I often feel that many women like Joanne forget that the universal experience of womanhood isn’t a thing. The Venn Diagram between straight, and gay women for instance is not a circle. I’ve never had to figure out if my date wants to murder me, nor have I feared pregnancy as a result of a drunken hook up. I don’t have to convince my partner to wear protection, or teach her how to wipe her arse. I’m not expected to fulfil an unequal amount of unpaid labour around my house since my wife understands that she lives here too. I am not bound by the enforced gender roles that those of the heterosexual persuasion demand. That is not my reality.
On the flip side, straight woman can’t claim that their relationship is viewed as a fetish, or that they are viewed as sexually threatening based solely on their sexual orientation. Or that they have been fired for being straight. My reality is losing my job because of my orientation in a time where it was legal to do so. My reality is the fear of a sexual harrassment allegations from a jaded non-gay woman. My reality is a series of safety considerations based on my gayness that a majority of women will never need to think about.
Similarly, the Venn Diagram between black, and white women isn’t a circle. White women will never know racial profiling, “walking while white” isn’t in our wheelhouse.
And despite those clear differences, I feel that we still give far too much leniency to our fellow women even when their ideas and actions aren’t in our best interests. J K Rowling’s support of Maya Forstater, a woman who wanted a specific set of subjective belief systems around trans people to be protected by law, sets a dangerous precedent for society as a whole, yet many women dismissed this either because they couldn’t see how it was relevant to them, or they didn’t care.
Wanting personal subjective belief systems protected under the law is code for wanting to legalise discrimination. Belief is built on bias, and actions are motivated by beliefs. This is why Australia largely does not want the Religious Discrimination Bill to pass into law, because it would make discrimination against anyone legal as long as you call that action a part of your religious beliefs.
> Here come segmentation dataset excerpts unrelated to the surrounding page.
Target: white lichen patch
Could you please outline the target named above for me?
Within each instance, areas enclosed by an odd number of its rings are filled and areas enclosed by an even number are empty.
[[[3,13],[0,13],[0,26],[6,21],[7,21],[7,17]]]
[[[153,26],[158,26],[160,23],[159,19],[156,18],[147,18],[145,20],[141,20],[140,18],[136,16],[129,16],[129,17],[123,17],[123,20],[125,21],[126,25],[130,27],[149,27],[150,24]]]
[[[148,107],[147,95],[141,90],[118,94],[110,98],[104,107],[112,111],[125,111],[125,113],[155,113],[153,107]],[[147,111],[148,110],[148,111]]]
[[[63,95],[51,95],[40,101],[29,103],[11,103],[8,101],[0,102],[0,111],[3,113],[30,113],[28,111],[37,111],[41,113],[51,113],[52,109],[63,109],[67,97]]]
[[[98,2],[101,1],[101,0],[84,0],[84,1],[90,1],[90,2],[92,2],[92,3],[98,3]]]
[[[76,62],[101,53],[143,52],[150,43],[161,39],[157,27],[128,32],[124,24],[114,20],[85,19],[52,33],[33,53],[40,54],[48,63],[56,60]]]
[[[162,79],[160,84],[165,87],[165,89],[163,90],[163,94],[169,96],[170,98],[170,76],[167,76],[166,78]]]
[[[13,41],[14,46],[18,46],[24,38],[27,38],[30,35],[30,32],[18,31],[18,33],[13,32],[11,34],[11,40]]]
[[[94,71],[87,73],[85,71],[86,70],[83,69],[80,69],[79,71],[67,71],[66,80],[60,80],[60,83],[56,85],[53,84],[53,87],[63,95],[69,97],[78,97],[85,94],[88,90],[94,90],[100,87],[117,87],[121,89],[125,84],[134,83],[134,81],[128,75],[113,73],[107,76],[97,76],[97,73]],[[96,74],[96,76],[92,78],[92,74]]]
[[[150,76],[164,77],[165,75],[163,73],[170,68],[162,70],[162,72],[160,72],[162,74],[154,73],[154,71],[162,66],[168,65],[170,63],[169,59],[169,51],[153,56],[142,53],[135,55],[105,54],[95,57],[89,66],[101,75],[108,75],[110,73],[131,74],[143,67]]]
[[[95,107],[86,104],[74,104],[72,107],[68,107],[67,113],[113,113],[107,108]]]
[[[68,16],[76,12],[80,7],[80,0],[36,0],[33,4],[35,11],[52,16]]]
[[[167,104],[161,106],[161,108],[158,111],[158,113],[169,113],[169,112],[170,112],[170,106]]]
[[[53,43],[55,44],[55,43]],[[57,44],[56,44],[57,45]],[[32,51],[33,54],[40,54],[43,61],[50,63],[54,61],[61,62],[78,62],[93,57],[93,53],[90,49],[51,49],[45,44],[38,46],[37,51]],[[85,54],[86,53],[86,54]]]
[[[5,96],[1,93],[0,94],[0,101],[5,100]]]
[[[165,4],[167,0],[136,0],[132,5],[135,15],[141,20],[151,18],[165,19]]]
Why do you think it was illegal for my gay arse to get married for so long? Because people believed that marriage was only between a man and a woman, and the action based on that belief was that gays couldn’t get married.
This is why we have anti-discrimination laws, to protect people who are a part of stigmatised, and margalised groups from those who want them to disappear.
So ladies. Fellow human beans of the woman variety. I’m not a woman because of my uterus, or my ovaries. I am not a woman based on the fact that I bleed like a waterfall. I am still a woman despite people disagreeing with me based on first glances. I’m still a woman despite trans exclusionists screeching in my inbox about me being a man. I’m still a woman despite sharing very little in common with the average white, cis, middle class woman.
To the Joanne Rowlings of the world, my butch gay arse is tall enough to ride the womanhood train. And so are my trans sisters. We are stronger together than we are divided.
My answer to the eternal question “What is a woman?” is this:
I don’t care.
– – –
*Short side note: I do believe there is a difference between straight men who say “Can I watch?” to me in real life, vs straight men who are sexually excited by the idea of two women together. *I’m* excited by the idea of two women together. You can get excited by the idea of two women together while understanding that the role of a woman is *not* to be sexually available to men. In other words: Shut the fuck up and stop asking “Can I watch?”
** Trans people use the concept “Cishetnornativity” which takes this concept one step further because not being trans is also a factor in whether or not you’re an acceptable person.
*** Like not kicking me out of women’s toilets because I’m not feminine enough to shit in peace.
****Two decades of homophobia has me side eye claims of wanting to “protect lesbians” from trans people. Just saying. You haven’t protected us from homophobia.